Так что от канавы я решил держаться подальше и пошел по маисовым зарослям. Вонь, конечно, долетала и сюда, но уже не так сильно. И тут, когда мне уже казалось, что пора удаляться от канавы, поскольку никакого выхода из подземного хода здесь не могло быть, в светлеющем небе послышался гул вертолетов. С треском и свистом надо мной прошли вертолеты «Пума». Их было четыре, и летели они без всякого строя. Было видно, что они не только никого не ищут, но и сами сильно опасаются, как бы их кто-нибудь не заметил. Вдобавок один из вертолетов был явно не в порядке. Мотор его работал с какими-то гнусными хрюками и бульканьем, а сам вертолет выписывал в воздухе такие непристойные фигуры, что любой трюкач удавился бы от зависти. Это означало одно из двух: либо пилот свихнулся, либо вел машину на последнем издыхании. Остальные машины то и дело шарахались от своего окосевшего коллеги. Я тоже несколько минут провожал взглядом вертолеты, так как боялся, что взбесившаяся «Пума» грохнется мне на голову. Кое-как, однако, вертолеты миновали поле и ушли за горы.
Я уже собрался продолжить путь, поскольку гул вертолетов утих, но тут услышал совсем неподалеку тихие шаги. Нет, это были не дезертиры. Те ушли совсем в другую сторону, и их кабаний треск я бы узнал сразу. Это были совсем иные шаги, не более чем двух человек. К шагам добавился вполне различимый шепот и приглушенный смешок.
На всякий случай я залег и выставил вперед автомат. У меня, правда, была вредная привычка сперва прислушиваться, а потом стрелять, которая, как утверждал Капитан, иногда могла стоить жизни. Но когда я прислушался, то понял, что, возможно, стрелять вовсе не обязательно.
— Нет-нет, — игриво прошелестел некий юный, но уже вполне женский голосок, — дон Паскуаль, мне не хотелось бы стать легкой добычей…
— Но что тебе мешает, малютка? — сладострастно-нетерпеливо прогудел некий низкий баритон, который вполне мог бы принадлежать самому дьяволу-соблазнителю. — Неужели я настолько не подхожу тебе? Ну почему ты так неприступна, моя козочка?
— Вы слишком энергичны, сеньор Лопес… — хихикнула дама. — Ваша страсть понятна, но дайте же и моей возгореться…
— О-о, прелестница! — дон Паскуаль Лопес прямо-таки бурлил, как чайник. — Ты, должно быть, совсем замерзла, здесь так прохладно утром… Я согрею тебя, милая Марсела…

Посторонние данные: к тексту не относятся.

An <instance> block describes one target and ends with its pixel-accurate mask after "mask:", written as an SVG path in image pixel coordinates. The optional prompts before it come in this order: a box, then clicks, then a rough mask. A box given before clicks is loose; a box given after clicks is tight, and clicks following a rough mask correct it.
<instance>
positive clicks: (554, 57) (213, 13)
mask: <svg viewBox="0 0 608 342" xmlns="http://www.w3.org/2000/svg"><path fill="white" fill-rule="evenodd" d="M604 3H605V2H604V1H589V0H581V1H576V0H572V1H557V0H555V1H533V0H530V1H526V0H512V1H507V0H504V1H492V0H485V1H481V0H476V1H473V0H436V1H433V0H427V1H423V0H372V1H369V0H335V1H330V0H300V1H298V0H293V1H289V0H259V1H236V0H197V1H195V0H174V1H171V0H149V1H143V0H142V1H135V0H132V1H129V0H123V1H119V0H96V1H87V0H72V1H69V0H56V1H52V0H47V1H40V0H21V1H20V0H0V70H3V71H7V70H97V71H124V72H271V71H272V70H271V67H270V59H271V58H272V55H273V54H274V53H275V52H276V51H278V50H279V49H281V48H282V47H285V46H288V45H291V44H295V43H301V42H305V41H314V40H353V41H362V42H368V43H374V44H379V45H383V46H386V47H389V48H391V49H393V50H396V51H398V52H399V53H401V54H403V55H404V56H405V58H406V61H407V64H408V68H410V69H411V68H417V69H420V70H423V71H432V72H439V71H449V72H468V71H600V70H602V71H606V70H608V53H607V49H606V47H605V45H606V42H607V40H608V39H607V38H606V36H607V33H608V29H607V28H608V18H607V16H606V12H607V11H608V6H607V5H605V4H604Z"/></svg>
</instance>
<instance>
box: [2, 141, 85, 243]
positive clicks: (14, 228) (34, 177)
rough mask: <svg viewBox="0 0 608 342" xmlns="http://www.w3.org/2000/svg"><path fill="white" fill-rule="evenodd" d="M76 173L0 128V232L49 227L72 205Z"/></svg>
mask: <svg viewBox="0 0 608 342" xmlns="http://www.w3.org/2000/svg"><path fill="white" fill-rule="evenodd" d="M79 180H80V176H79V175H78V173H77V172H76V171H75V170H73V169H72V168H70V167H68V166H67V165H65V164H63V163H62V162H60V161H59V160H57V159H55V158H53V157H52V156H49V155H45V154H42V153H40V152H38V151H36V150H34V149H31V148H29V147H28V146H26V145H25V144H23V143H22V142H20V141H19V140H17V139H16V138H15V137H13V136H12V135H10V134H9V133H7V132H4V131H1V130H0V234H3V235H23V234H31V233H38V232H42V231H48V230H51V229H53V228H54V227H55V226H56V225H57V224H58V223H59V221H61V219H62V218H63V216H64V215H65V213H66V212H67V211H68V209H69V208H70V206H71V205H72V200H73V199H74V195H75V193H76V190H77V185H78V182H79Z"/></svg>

Послышалась довольно звонкая оплеуха, а затем мимо меня промчались двое: девица в сиреневой майке и изящных брючках, а следом за ней — упитанный мужчина в белом костюме и сомбреро, которое у него свалилось за спину и висело на подбородочном шнурке. Дон Паскуаль довольно прытко для своей комплекции настиг Марселу, сцапал ее и стал тискать. Конечно, я не был уполномочен вмешиваться в любовные отношения, но фамилия дона Паскуаля была Лопес, а это значит, что на «Лопес-23» он явно не был посторонним человеком. Ну, а раз так, то он мог прояснить мои сомнения насчет подземного хода. Можно было, конечно, сразу гаркнуть: «Руки вверх!» — но я этого делать не стал. Во-первых, следом за Лопесом и его возлюбленной мог топать телохранитель, а то и десяток таковых. Они вполне могли бы добавить мне несколько дырок в теле, а я никогда не страдал от их нехватки. Во-вторых, дон Паскуаль мог иметь при себе что-нибудь стреляющее и в самом благоприятном для меня случае наделать лишнего шума, а в неблагоприятном — опять-таки добавить мне отверстие в голове, без которого я вполне обошелся бы.